Al 64esimo, i primi due cambi:

Kvara e Zielinski fanno il loro ingresso per Lozano e Demme.

Un minuto più tardi, l’Hellas risponde con altrettante due sostituzioni: Djuric e Coppola al posto di Ceccherini e Gaich.

E’ ancora Zaffaroni, tecnico degli scaligeri, a volere in campo Verdi e Terracciano per Duda e Faraoni, al minuto 69.

Al 72esimo, la girandola delle sostituzioni prosegue: Spalletti gioca le carte Osihmen e Lobotka per Raspadori ed Elmas.

Neanche la presenza in campo dei big, tuttavia, sortisce l’effetto sperato: la partita vola via monotona e sciatta così com’era stata sin dal primo minuto e neppure gli uomini di punta della capolista riescono a modificare l’andazzo, nonostante il tanto sbattimento.

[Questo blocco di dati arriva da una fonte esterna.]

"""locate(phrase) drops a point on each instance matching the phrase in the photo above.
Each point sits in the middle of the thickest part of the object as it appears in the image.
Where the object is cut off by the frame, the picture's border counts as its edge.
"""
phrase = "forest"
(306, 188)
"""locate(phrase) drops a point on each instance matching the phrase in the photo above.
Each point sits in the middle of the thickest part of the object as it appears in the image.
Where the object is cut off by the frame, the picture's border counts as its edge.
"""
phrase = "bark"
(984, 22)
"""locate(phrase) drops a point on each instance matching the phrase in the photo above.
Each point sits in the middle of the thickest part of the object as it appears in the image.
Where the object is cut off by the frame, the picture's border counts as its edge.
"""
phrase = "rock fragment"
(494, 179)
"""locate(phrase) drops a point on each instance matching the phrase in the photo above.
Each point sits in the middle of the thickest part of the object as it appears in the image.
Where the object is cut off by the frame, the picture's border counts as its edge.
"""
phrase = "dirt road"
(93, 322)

Al 78esimo, il neo-entrato Terracciano si becca la giusta ammonizione per aver fermato irregolarmente Kvara.

Le due autentiche emozioni, accadono entrambe nel finale di gara, una per parte. All’83esimo, clamorosa traversa colta da Osihmen, che raccoglie un campanile vagante appena all’ingresso dell’area di rigore veronese e scaglia un destro fortissimo verso la porta, trovando il legno pieno.

Al 92esimo è Ngonge, entrato appena 5 minuti prima al posto di Lasagna, ad avere sui piedi la palla del colpaccio: in azione di ripartenza si ritrova uno contro uno contro Meret, tenta di scavalcarlo con uno scavetto ma la misura è sbilenca e il pallone si spegne sul fondo.

Per un Napoli pur inconcludente ma di certo volenteroso, sarebbe stata una punizione davvero troppo severa. Prima dell’ultima chance, Spalletti aveva voluto l’ingresso anche di Zedadka per Politano, all’84 esimo: l’algerino provoca l’ammonizione di Dawidowicz al minuto 89.

Tra le fila degli azzurri, un giallo anche per Kvara, per un fallo ad inizio azione, proprio un attimo prima del blitz fallito da Ngonge.

Null’altro da raccontare, Napoli-Hellas Verona è tutta qui. Nulla più che un brodino caldo che matcha col freddo e la pioggia di un pomeriggio napoletano di metà Aprile, dove la primavera non è ancora arrivata, a dispetto di quanto dica il calendario.

In pareggio erano finite anche le 2 precedenti sfide col Verona, a Fuorigrotta, nelle ultime due stagioni.

Quello del Maggio 2021, era costato la testa a Gattuso e la Champion’s al Napoli, provocando così l’avvicendamento con Spalletti.

Quello dell’annata passata aveva visto la segnatura di Simeone, al tempo ancora centravanti in gialloblù.

Quello di quest’anno è un fastidioso rallentamento sulla tabella di marcia, che fa storcere il naso agli azzurri e fa godere i veronesi, festanti per aver colto 1 punto d’oro nella corsa alla permanenza in serie A.

La classifica dice Napoli primo con 75 punti.

La Lazio incalza a 61, distante 14 lunghezze ad 8 giornate dal termine.

C’è ancora da sudare, con l’auspicio di riprendere lo smalto dei giorni migliori e di lasciarsi alle spalle la mediocrità di questo pari scialbo.